Sunday, August 26, 2007

So what if the earth warns a degree or two, right?

You may use this content (better still, argue with me!), but please cite my ideas as © 2007, Dr. Bruce Klopfenstein. Find any typos? Please let me know!
Source: http://www.ethicurean.com/wp-content/uploads/2006/10/global_warming_predictions_map_2.jpg
Source: http://www.ethicurean.com


Whenever an expert on Global Warming comes on television, for example, and tells the interviewer that "we can expect global temperates to increase 1 degree Fahrenheit every x number of years if we continue on our current path," the average Jo will say, "What? A degree? Who cares! That means it will be 74 instead of 73. Big deal!" I confess when I was perhaps a teenager and some foresighted scientists such as the ones measuring increasing carbon levels from high atop a mountain in Hawaii, far away from local polluters may have made this warning, I probably thought the same thing. Those of us who lived in the north probably thought "Good! Less snow!" (I happen to like snow, so I would not have been as enthusiastic.)
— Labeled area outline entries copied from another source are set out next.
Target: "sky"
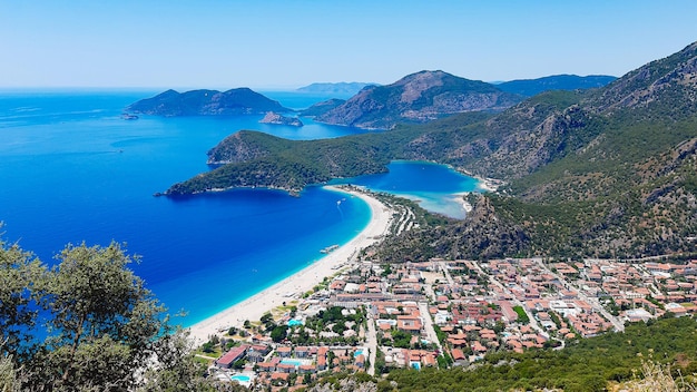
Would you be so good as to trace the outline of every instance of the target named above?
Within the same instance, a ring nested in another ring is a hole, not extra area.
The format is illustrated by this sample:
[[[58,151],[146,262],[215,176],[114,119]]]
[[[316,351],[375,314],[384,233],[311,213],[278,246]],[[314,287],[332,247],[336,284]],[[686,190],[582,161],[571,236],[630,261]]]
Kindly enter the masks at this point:
[[[695,0],[0,0],[0,88],[621,76],[696,41],[695,16]]]

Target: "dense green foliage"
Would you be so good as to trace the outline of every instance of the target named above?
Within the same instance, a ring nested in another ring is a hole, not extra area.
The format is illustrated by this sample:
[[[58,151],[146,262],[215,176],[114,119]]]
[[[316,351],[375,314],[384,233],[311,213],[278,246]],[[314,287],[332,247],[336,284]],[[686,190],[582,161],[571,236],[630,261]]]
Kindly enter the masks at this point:
[[[538,79],[511,80],[497,85],[503,91],[532,97],[549,90],[578,90],[606,86],[617,79],[606,75],[554,75]]]
[[[1,390],[215,390],[119,244],[57,259],[0,242]]]
[[[691,45],[597,90],[548,91],[501,114],[460,114],[384,133],[291,141],[242,131],[210,153],[212,161],[227,165],[168,194],[242,186],[300,192],[382,173],[393,159],[430,160],[505,185],[472,197],[463,222],[421,225],[387,241],[380,252],[385,262],[697,253],[696,59]],[[375,99],[392,94],[373,90]]]

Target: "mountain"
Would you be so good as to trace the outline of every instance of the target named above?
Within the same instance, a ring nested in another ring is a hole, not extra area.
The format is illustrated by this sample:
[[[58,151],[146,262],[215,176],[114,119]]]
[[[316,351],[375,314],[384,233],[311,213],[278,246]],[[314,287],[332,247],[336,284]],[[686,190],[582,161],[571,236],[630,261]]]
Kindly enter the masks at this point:
[[[153,116],[217,116],[257,115],[267,111],[293,111],[275,100],[248,88],[236,88],[224,92],[193,90],[177,92],[167,90],[153,98],[141,99],[126,108],[128,112]]]
[[[539,79],[521,79],[497,84],[495,86],[507,92],[532,97],[550,90],[586,90],[589,88],[603,87],[617,79],[607,75],[553,75]]]
[[[367,129],[391,129],[397,122],[426,122],[448,115],[502,110],[521,97],[483,81],[459,78],[443,71],[421,71],[389,86],[361,90],[343,105],[315,120]]]
[[[400,86],[369,87],[335,110],[352,101],[377,106],[376,97],[400,107],[395,96],[438,96],[425,88],[436,85],[432,74],[406,77]],[[414,90],[420,77],[426,79],[420,85],[424,88]],[[374,117],[370,124],[379,121]],[[464,220],[385,241],[379,251],[385,262],[693,254],[697,43],[605,87],[547,91],[500,112],[461,112],[328,140],[291,141],[245,131],[214,150],[219,154],[210,156],[213,163],[229,164],[168,194],[253,185],[297,189],[381,173],[393,159],[448,164],[505,183],[498,193],[469,196],[474,209]]]
[[[408,156],[438,157],[508,186],[473,197],[463,222],[410,233],[381,255],[694,254],[696,65],[693,43],[598,90],[546,92],[467,127],[454,118],[428,125]]]
[[[296,91],[322,94],[322,95],[325,95],[325,94],[336,95],[340,97],[351,97],[367,86],[379,86],[379,85],[357,82],[357,81],[352,81],[352,82],[341,81],[336,84],[312,84],[310,86],[301,87]]]

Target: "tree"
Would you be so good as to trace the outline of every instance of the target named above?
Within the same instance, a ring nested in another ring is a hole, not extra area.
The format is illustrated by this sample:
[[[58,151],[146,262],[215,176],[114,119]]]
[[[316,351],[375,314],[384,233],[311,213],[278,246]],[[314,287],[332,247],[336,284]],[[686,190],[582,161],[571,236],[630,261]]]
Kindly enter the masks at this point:
[[[57,259],[0,241],[0,391],[220,390],[128,268],[137,257],[111,243]]]
[[[4,343],[0,345],[0,355],[11,354],[16,363],[37,349],[36,292],[40,291],[46,273],[46,266],[31,253],[0,239],[0,343]]]
[[[215,381],[202,375],[205,369],[194,360],[194,343],[188,339],[188,331],[177,329],[163,336],[154,345],[157,366],[146,371],[141,392],[157,391],[217,391]],[[234,389],[233,389],[234,390]]]
[[[278,343],[282,342],[283,340],[286,339],[288,334],[288,326],[287,325],[276,325],[272,331],[271,331],[271,339]]]
[[[52,331],[43,375],[65,389],[88,381],[132,386],[132,364],[150,357],[150,344],[166,327],[164,306],[128,270],[134,258],[117,243],[68,245],[57,259],[42,297]]]

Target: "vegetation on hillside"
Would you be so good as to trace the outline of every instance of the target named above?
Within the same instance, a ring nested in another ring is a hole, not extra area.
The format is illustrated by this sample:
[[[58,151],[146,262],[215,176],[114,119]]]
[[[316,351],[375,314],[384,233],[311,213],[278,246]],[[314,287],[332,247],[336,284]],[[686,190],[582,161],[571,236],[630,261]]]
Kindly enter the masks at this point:
[[[0,391],[216,391],[121,245],[49,267],[0,241]]]

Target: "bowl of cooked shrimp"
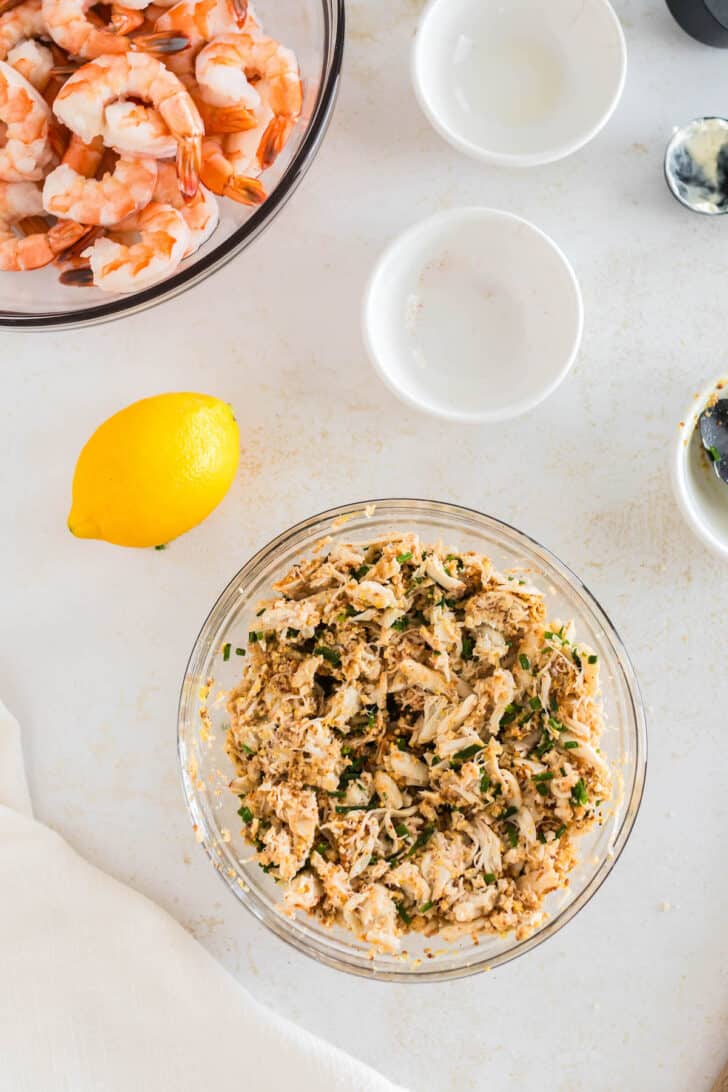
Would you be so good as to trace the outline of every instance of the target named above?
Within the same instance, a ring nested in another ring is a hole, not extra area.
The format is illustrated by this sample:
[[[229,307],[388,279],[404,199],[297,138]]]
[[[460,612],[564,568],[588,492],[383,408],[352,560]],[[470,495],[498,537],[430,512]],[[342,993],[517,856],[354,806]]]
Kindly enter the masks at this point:
[[[318,152],[343,43],[344,0],[0,0],[0,325],[133,313],[243,250]]]

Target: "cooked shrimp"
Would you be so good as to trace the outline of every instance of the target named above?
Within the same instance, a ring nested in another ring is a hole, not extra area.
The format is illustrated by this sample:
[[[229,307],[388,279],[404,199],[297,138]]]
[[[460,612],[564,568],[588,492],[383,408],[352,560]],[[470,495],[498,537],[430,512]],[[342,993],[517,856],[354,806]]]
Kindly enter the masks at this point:
[[[15,235],[13,225],[21,219],[39,227],[36,217],[41,212],[40,191],[34,182],[0,182],[0,270],[40,269],[85,234],[81,224],[59,222],[24,238]]]
[[[93,59],[104,54],[136,50],[148,54],[178,52],[188,45],[179,34],[147,34],[129,38],[89,19],[95,0],[43,0],[43,16],[55,41],[74,57]]]
[[[254,178],[236,175],[217,141],[206,140],[202,145],[200,177],[213,193],[231,198],[239,204],[259,205],[265,201],[261,183]]]
[[[170,205],[152,202],[122,221],[116,232],[136,233],[139,242],[96,239],[84,250],[86,269],[69,270],[63,284],[95,284],[104,292],[138,292],[174,273],[189,244],[189,230],[181,213]]]
[[[20,43],[32,41],[47,33],[40,0],[24,0],[17,8],[0,15],[0,60],[5,60],[10,50]]]
[[[5,59],[36,91],[44,93],[53,73],[53,55],[48,46],[33,39],[21,41]]]
[[[158,34],[180,34],[188,41],[184,52],[168,59],[172,72],[193,72],[201,46],[218,34],[234,34],[247,25],[246,0],[179,0],[156,21]]]
[[[263,170],[258,157],[261,147],[263,133],[273,118],[273,110],[265,100],[261,102],[256,110],[258,121],[254,129],[247,131],[238,130],[229,133],[223,140],[223,151],[225,157],[235,170],[236,175],[247,175],[249,178],[258,178]]]
[[[285,146],[303,105],[301,76],[293,50],[264,35],[224,34],[200,51],[194,74],[203,97],[213,106],[241,103],[254,109],[260,106],[261,96],[249,81],[264,81],[273,117],[263,132],[258,155],[261,167],[270,167]]]
[[[122,155],[174,159],[177,141],[158,110],[120,98],[106,107],[104,143]]]
[[[5,61],[0,61],[0,121],[4,123],[4,147],[0,147],[0,180],[35,181],[43,178],[52,159],[48,141],[50,110],[33,84]]]
[[[201,186],[193,198],[184,198],[180,193],[177,171],[171,163],[160,163],[157,170],[157,185],[154,189],[154,200],[171,205],[184,217],[190,232],[190,241],[183,258],[193,254],[203,242],[206,242],[219,222],[217,201],[204,186]]]
[[[56,116],[83,140],[104,134],[106,108],[133,96],[157,108],[177,140],[177,169],[186,197],[196,192],[204,127],[189,93],[162,61],[143,54],[99,57],[84,64],[61,87]]]
[[[121,157],[103,178],[87,177],[62,163],[46,178],[43,203],[53,216],[110,227],[148,204],[157,180],[157,161]]]

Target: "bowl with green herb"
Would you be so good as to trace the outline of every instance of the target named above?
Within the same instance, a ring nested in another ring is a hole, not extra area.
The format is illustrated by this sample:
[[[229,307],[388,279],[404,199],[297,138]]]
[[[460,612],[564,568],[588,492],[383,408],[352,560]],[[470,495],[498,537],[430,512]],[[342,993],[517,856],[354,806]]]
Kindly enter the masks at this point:
[[[180,701],[184,790],[243,905],[324,963],[423,981],[561,928],[634,822],[629,657],[581,582],[498,521],[337,509],[236,575]]]

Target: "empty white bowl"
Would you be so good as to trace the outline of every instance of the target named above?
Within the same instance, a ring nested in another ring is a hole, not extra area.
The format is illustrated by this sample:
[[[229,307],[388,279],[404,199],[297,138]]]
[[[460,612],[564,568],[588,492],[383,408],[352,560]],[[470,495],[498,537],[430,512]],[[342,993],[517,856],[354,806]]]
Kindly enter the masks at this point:
[[[582,296],[557,245],[493,209],[455,209],[384,252],[365,295],[363,333],[384,382],[450,420],[515,417],[569,371]]]
[[[625,73],[607,0],[430,0],[413,56],[432,126],[504,166],[551,163],[586,144],[613,112]]]
[[[728,375],[695,395],[680,422],[672,456],[672,483],[680,510],[699,538],[728,558],[728,485],[716,476],[701,442],[697,420],[709,399],[728,396]]]

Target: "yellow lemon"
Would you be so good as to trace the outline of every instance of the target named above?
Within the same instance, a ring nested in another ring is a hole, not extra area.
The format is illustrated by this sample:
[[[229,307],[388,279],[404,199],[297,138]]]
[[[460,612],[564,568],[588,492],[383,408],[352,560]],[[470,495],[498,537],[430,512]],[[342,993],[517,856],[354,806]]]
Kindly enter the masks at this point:
[[[96,429],[73,475],[69,530],[117,546],[159,546],[219,505],[238,467],[232,410],[206,394],[157,394]]]

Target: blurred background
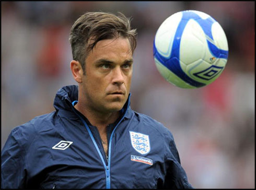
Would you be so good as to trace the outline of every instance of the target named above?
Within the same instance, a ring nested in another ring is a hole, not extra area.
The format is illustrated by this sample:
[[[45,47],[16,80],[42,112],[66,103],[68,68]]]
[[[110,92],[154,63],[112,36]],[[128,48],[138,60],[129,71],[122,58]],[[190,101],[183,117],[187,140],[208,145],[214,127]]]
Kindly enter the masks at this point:
[[[131,107],[173,135],[197,188],[255,188],[255,2],[1,2],[1,148],[10,130],[54,110],[57,90],[76,85],[68,35],[86,11],[123,13],[137,29]],[[229,57],[220,76],[197,89],[160,75],[155,34],[171,15],[203,11],[222,26]]]

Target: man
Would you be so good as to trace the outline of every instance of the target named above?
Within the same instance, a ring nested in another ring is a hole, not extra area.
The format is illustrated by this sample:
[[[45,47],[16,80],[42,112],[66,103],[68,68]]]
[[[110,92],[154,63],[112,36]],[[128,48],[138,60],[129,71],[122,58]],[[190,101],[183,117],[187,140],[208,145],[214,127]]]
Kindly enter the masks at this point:
[[[136,31],[123,14],[74,24],[70,67],[56,111],[11,131],[2,188],[190,188],[171,133],[130,106]]]

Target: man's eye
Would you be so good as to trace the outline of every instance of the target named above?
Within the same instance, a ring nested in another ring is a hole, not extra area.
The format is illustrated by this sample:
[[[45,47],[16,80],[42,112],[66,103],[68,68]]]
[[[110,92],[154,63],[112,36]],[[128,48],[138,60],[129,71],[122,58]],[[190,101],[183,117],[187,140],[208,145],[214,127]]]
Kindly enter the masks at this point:
[[[129,68],[130,67],[131,67],[131,64],[128,63],[123,65],[123,68]]]
[[[108,69],[110,68],[110,65],[108,64],[104,64],[100,65],[100,67],[103,69]]]

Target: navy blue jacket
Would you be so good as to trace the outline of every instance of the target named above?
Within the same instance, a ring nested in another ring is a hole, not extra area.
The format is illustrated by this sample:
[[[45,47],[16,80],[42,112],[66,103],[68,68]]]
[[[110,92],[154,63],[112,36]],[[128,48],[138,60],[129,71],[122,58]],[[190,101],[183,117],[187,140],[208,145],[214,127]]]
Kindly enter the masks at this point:
[[[2,188],[191,188],[173,136],[132,110],[99,133],[73,105],[78,87],[60,89],[56,111],[14,128],[2,151]]]

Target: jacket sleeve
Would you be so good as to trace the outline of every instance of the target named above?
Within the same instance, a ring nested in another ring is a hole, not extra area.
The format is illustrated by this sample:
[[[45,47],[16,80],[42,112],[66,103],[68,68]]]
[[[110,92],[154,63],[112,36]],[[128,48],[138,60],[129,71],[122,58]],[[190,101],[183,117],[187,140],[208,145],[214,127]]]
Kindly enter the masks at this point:
[[[14,133],[13,130],[2,150],[1,188],[25,188],[25,150]]]
[[[165,164],[167,170],[162,188],[193,188],[188,181],[186,173],[182,167],[179,153],[171,133],[168,131],[168,142],[166,146]]]

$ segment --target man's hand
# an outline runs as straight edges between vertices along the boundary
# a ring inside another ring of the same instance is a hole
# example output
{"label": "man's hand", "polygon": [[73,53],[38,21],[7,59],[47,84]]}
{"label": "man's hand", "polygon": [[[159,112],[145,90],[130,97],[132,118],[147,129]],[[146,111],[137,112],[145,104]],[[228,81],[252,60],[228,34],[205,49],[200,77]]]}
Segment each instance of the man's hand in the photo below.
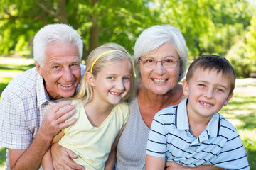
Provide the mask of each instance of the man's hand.
{"label": "man's hand", "polygon": [[54,135],[77,120],[77,118],[73,118],[65,122],[75,112],[75,106],[70,103],[70,101],[61,101],[46,112],[38,132],[28,149],[9,149],[11,169],[39,168]]}
{"label": "man's hand", "polygon": [[84,167],[78,165],[72,159],[78,158],[78,156],[73,152],[60,146],[58,143],[52,145],[51,154],[55,169],[85,169]]}
{"label": "man's hand", "polygon": [[53,138],[62,129],[75,123],[77,118],[65,122],[75,112],[75,106],[70,103],[70,101],[59,102],[46,112],[40,127],[41,132],[45,137]]}

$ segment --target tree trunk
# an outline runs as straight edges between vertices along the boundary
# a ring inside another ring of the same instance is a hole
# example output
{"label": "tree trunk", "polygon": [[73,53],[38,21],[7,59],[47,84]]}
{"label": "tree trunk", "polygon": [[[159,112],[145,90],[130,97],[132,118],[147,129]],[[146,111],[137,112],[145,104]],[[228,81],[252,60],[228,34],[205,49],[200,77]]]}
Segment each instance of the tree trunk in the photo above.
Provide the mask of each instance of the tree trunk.
{"label": "tree trunk", "polygon": [[[95,4],[99,0],[92,0],[92,8],[93,8]],[[91,21],[92,22],[92,26],[90,28],[90,39],[89,39],[90,42],[89,42],[88,53],[90,53],[96,47],[97,47],[98,41],[99,41],[99,25],[97,21],[97,15],[92,14],[90,18],[91,18]]]}
{"label": "tree trunk", "polygon": [[65,8],[65,5],[67,0],[58,0],[58,23],[68,23],[68,17],[67,17],[67,11]]}

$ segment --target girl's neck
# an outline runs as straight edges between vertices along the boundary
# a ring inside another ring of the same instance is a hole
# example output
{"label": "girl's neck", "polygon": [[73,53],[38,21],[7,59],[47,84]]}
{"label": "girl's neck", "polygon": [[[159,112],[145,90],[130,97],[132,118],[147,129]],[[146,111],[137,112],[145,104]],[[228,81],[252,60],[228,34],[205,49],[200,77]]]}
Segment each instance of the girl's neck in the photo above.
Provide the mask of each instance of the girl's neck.
{"label": "girl's neck", "polygon": [[92,125],[99,127],[107,118],[114,105],[100,103],[93,99],[85,105],[85,110]]}

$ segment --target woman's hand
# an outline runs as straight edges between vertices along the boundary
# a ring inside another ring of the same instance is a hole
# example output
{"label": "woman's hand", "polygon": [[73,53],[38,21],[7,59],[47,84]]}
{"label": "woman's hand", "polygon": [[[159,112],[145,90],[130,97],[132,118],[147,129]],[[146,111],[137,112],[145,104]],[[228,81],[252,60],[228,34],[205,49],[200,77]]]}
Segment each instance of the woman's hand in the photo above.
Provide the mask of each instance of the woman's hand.
{"label": "woman's hand", "polygon": [[55,169],[85,169],[72,159],[78,158],[73,151],[60,146],[58,143],[53,144],[50,150]]}
{"label": "woman's hand", "polygon": [[178,164],[175,162],[166,162],[166,170],[222,170],[223,169],[215,166],[213,165],[200,165],[198,166],[191,168],[183,166],[180,164]]}

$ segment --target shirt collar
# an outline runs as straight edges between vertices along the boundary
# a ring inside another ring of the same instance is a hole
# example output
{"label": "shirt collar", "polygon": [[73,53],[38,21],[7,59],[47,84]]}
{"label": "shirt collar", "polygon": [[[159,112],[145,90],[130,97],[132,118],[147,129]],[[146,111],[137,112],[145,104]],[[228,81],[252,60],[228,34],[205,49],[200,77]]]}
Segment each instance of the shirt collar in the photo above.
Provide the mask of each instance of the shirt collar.
{"label": "shirt collar", "polygon": [[43,85],[43,76],[38,73],[36,79],[36,99],[38,107],[39,108],[42,104],[46,101],[50,101],[49,96]]}
{"label": "shirt collar", "polygon": [[[186,110],[186,103],[188,98],[183,100],[176,107],[176,125],[179,130],[189,130],[188,118]],[[207,125],[206,130],[212,137],[218,135],[220,128],[220,113],[217,113],[213,115],[210,122]]]}

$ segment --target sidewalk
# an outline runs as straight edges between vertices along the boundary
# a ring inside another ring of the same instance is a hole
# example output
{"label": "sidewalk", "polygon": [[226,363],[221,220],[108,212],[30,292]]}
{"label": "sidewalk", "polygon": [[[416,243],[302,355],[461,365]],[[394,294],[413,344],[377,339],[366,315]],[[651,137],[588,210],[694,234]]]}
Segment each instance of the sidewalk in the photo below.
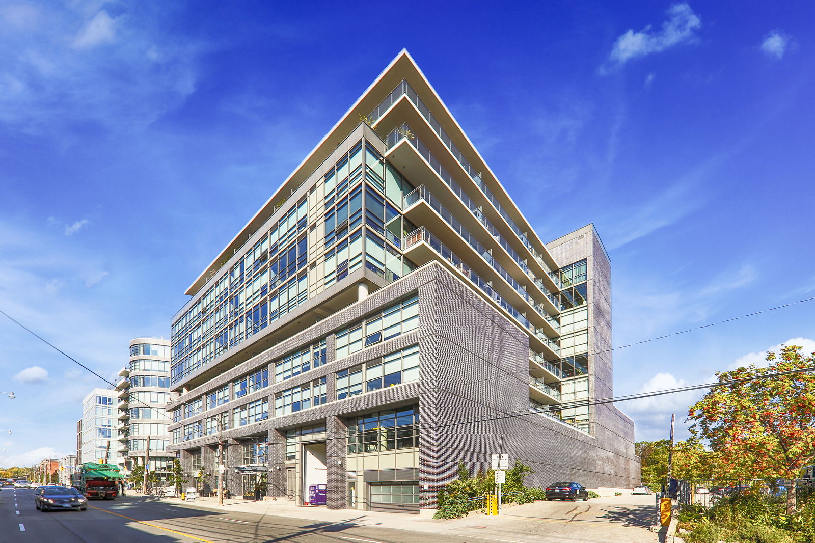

I've discovered a way to explain this to even the most doubting of Thomases:
    Your job is to increase annual world temperatures by 1 degree Celsius in three years. How are you going to do it?
Give me feedback on this, let me know if this explanation works, because what it shows the army of Doubting Thomases is that to increase global temperatures by 1 degree Celsius (or Fahernheit, but Celsius is a little more dramatic) would require an outrageous amount of energy. Next, add up just how much energy would be required to raise global temperatures 1 degree C. If you even try to get your mind around this, I think you can understand that this is a tremendous amont of energy in our atmosphere and it clearly will lead to dramatic changes in the weather. Hurricanes may get most of the attention, and they should because they are nature's way of venting heat energy from the ocean back into the atmosphere.